Lagrasse 2014 vu par Blandine Deudon


D’abord , on longe des lignes parallèles, une grande plaine striée d’horizontales – voie ferrée, nationale, canal et autoroute rayant un pays sans relief où fument des lambeaux de nuages qu’un pâle soleil dissipe. Et le ciel blanc de brume tout doucement bleuit au dessus des champs bruns de labours récents. C’est une lumière rare, une lumière de matin, une lumière d’été qui résiste à Octobre. Quelques éoliennes hérissent cet aplat, des ifs isolés ou des arbres en bosquets, tordus et contraints par l’empreinte du vent. Et puis à la faveur d’une route oblique, la plaine s’accidente, le paysage ondule, oublie le rectiligne et s’éveille à la courbe : les collines apparaissent, balafrées de leurs sourires calcaires tranchant les sommets verts. 

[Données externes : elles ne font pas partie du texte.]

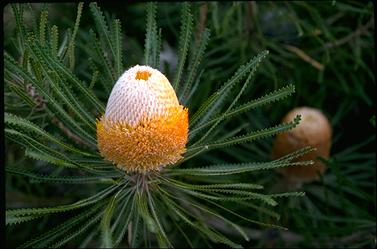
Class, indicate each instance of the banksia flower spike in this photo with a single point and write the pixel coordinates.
(144, 127)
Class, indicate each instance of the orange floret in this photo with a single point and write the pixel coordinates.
(147, 146)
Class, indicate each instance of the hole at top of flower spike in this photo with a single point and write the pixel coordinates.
(142, 75)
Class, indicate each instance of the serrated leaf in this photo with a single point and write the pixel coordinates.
(214, 102)
(184, 42)
(248, 137)
(269, 98)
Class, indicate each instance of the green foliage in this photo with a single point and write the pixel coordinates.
(57, 80)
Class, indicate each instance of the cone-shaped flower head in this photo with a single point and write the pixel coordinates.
(144, 127)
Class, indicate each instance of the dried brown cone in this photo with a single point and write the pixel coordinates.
(314, 130)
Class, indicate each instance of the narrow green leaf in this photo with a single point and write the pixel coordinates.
(151, 38)
(184, 42)
(48, 210)
(250, 136)
(54, 40)
(214, 102)
(48, 237)
(106, 235)
(117, 40)
(101, 26)
(194, 64)
(42, 26)
(269, 98)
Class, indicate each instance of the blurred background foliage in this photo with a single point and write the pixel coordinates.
(324, 48)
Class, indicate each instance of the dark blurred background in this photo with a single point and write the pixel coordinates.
(324, 48)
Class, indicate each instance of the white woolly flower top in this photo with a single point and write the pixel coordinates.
(141, 93)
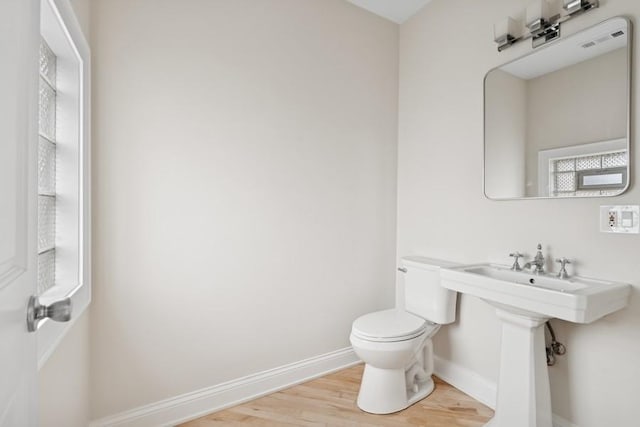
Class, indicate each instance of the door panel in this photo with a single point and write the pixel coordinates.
(19, 29)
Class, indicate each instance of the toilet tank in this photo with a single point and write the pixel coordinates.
(421, 292)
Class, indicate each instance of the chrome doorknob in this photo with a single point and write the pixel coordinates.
(60, 311)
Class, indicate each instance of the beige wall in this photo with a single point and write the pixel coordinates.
(443, 213)
(244, 193)
(506, 129)
(63, 381)
(573, 117)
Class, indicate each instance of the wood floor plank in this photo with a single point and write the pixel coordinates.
(331, 401)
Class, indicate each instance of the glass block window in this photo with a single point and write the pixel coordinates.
(46, 170)
(564, 172)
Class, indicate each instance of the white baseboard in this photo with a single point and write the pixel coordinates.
(558, 421)
(198, 403)
(476, 386)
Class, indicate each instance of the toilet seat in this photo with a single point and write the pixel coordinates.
(390, 326)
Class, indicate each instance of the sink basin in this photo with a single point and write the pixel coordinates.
(523, 303)
(576, 299)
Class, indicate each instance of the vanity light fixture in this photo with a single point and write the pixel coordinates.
(504, 32)
(542, 22)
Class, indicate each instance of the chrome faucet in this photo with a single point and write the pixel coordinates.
(537, 264)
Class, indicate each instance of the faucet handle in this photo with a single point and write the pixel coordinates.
(516, 265)
(563, 270)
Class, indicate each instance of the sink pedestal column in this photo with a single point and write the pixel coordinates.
(524, 399)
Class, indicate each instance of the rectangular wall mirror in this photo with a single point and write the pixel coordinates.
(557, 120)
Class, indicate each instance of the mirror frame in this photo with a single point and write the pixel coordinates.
(628, 103)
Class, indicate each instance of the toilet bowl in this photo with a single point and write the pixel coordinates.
(398, 366)
(396, 345)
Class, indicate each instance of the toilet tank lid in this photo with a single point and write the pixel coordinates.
(426, 263)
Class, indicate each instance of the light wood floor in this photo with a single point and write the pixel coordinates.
(330, 401)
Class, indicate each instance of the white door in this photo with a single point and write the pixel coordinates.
(19, 30)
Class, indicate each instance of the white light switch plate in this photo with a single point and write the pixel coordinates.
(620, 219)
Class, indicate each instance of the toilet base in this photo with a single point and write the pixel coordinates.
(383, 391)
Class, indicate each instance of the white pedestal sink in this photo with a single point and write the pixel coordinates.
(524, 302)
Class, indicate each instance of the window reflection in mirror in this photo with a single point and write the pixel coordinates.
(557, 120)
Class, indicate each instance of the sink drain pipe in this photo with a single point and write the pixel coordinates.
(555, 348)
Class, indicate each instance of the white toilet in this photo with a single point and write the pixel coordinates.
(395, 344)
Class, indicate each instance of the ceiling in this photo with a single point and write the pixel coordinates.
(397, 11)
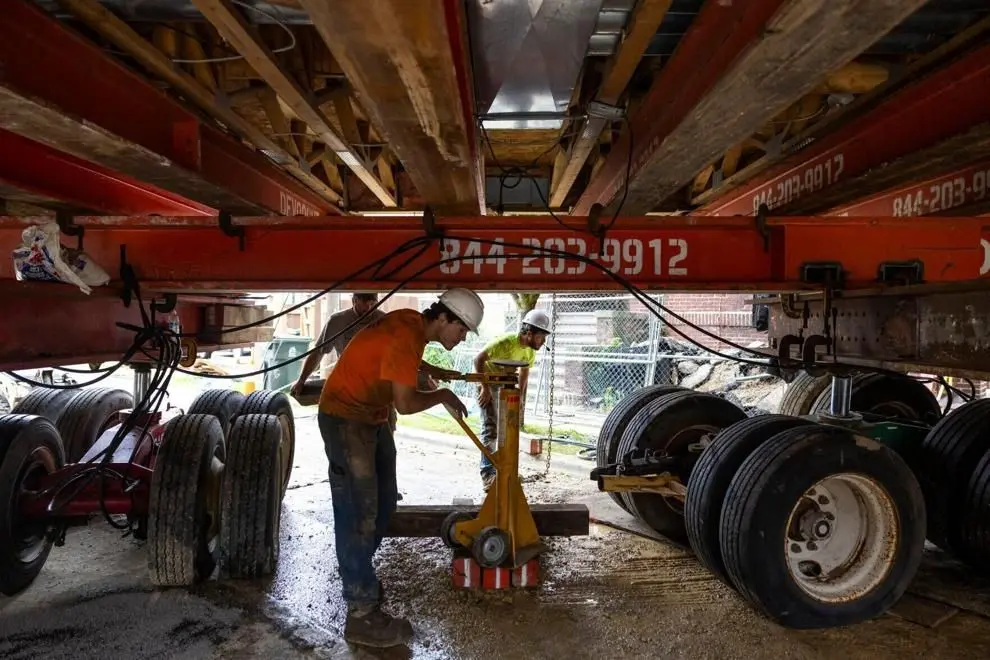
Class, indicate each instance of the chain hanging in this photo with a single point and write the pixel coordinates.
(553, 355)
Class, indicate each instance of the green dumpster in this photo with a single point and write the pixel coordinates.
(278, 351)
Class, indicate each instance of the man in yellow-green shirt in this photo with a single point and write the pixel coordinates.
(522, 347)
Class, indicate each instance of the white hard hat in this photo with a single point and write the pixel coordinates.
(538, 319)
(465, 304)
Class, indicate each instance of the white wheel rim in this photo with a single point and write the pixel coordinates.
(841, 538)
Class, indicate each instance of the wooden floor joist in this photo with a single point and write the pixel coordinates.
(409, 67)
(551, 519)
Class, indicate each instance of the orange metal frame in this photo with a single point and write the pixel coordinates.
(516, 253)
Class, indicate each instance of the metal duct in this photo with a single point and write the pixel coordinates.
(527, 57)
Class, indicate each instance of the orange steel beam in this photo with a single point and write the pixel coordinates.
(511, 253)
(52, 324)
(959, 189)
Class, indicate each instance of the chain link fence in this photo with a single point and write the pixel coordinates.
(606, 347)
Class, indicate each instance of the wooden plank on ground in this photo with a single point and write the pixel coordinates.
(425, 520)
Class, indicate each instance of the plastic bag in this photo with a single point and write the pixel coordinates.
(41, 258)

La route alors s’enfonce, s’engorge, le soleil n’est plus seul, prête du temps à l’ombre que déploient sur l’asphalte les parois verticales : le paysage s’éteint, se rallume au détour d’un virage. L’eau est toute proche, à peine froissée de brise, on la suit, on la perd et puis on la retrouve, là, en contrebas, quand surgit le village.

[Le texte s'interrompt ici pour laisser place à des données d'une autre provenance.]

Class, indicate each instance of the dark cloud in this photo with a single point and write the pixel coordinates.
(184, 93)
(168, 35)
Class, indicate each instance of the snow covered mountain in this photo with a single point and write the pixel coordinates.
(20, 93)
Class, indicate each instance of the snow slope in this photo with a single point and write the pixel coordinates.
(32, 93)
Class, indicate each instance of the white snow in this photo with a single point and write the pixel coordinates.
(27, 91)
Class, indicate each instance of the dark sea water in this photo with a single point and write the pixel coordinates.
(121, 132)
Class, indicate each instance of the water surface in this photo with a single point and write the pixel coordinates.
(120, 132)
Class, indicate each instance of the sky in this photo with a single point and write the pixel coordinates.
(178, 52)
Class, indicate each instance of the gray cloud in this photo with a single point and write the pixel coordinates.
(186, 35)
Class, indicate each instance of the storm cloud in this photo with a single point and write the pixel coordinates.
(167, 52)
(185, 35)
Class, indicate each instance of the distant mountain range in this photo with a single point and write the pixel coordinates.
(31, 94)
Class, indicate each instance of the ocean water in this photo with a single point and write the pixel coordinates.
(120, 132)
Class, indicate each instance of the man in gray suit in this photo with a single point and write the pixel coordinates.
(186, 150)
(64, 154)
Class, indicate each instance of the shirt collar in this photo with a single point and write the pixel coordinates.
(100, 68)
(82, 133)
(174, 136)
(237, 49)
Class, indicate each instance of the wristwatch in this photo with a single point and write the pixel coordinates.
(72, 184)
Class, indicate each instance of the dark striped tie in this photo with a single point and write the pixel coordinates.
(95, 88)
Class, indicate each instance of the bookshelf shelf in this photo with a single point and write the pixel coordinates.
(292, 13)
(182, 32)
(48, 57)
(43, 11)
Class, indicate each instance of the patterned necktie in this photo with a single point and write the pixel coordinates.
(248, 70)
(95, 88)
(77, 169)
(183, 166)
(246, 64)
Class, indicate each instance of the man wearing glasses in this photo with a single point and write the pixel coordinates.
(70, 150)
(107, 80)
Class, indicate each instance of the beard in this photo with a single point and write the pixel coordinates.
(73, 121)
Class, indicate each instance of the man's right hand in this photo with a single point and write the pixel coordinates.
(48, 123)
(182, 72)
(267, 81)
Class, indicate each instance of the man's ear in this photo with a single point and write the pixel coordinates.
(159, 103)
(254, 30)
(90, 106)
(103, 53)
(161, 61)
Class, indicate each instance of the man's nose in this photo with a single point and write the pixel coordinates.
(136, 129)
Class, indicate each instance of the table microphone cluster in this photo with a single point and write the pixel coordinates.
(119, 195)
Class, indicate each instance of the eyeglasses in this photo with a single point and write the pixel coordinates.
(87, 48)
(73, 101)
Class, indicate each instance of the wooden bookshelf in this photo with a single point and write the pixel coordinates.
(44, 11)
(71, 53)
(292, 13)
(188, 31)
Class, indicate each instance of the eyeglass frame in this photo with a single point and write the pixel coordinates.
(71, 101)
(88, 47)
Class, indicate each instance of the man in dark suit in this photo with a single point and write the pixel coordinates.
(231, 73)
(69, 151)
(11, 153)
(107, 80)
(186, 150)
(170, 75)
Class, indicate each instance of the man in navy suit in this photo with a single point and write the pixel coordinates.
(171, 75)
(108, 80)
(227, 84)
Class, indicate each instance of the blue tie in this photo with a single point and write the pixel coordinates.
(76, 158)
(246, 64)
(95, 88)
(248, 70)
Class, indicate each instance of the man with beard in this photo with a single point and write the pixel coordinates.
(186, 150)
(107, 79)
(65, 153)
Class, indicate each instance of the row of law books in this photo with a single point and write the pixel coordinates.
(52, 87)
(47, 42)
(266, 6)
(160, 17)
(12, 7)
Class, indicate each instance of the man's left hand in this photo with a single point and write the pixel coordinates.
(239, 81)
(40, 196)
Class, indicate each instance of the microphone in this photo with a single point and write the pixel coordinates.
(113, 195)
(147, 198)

Et on atteint Lagrasse. Lagrasse dont les murs, les rues, les ponts et les pavés transpirent de l'Histoire, suintent les temps passés, Lagrasse qui dans son abbaye abrite un autre culte, une autre liturgie des plus contemporaines, accueille le concile d’un clergé assez peu orthodoxe : des créateurs de mondes, des raconteurs d’histoires, des penseurs de virgule, des enquêteurs, des quêteurs de sensible des biographes obliques : des fabricants de romans, des faiseurs de "trucs longs" et de formes hybrides. Une grand messe. Et des lecteurs en guise de fidèles, le tout banquetant, plus ou moins solennels, selon qu'on est prêcheur ou simple ouaille attentive. Selon les sermons naissent un millier d'images: il est question d'Indiens, de mérous, de prétérition, de tunnels, de mammouths, de post-révolutions et de post-exotisme, de page 10, de sensation versus émotion, et de répétitions - qui n'existent pas mais qu'on scande comme un psaume. Un délire d'initiés.

Il est question de temps, aussi.

De temps qui s'écrit, ou qu'il faut pour écrire, du temps qu'on interroge, qu'on triture, qu'on invente. Même du temps qu'il fait.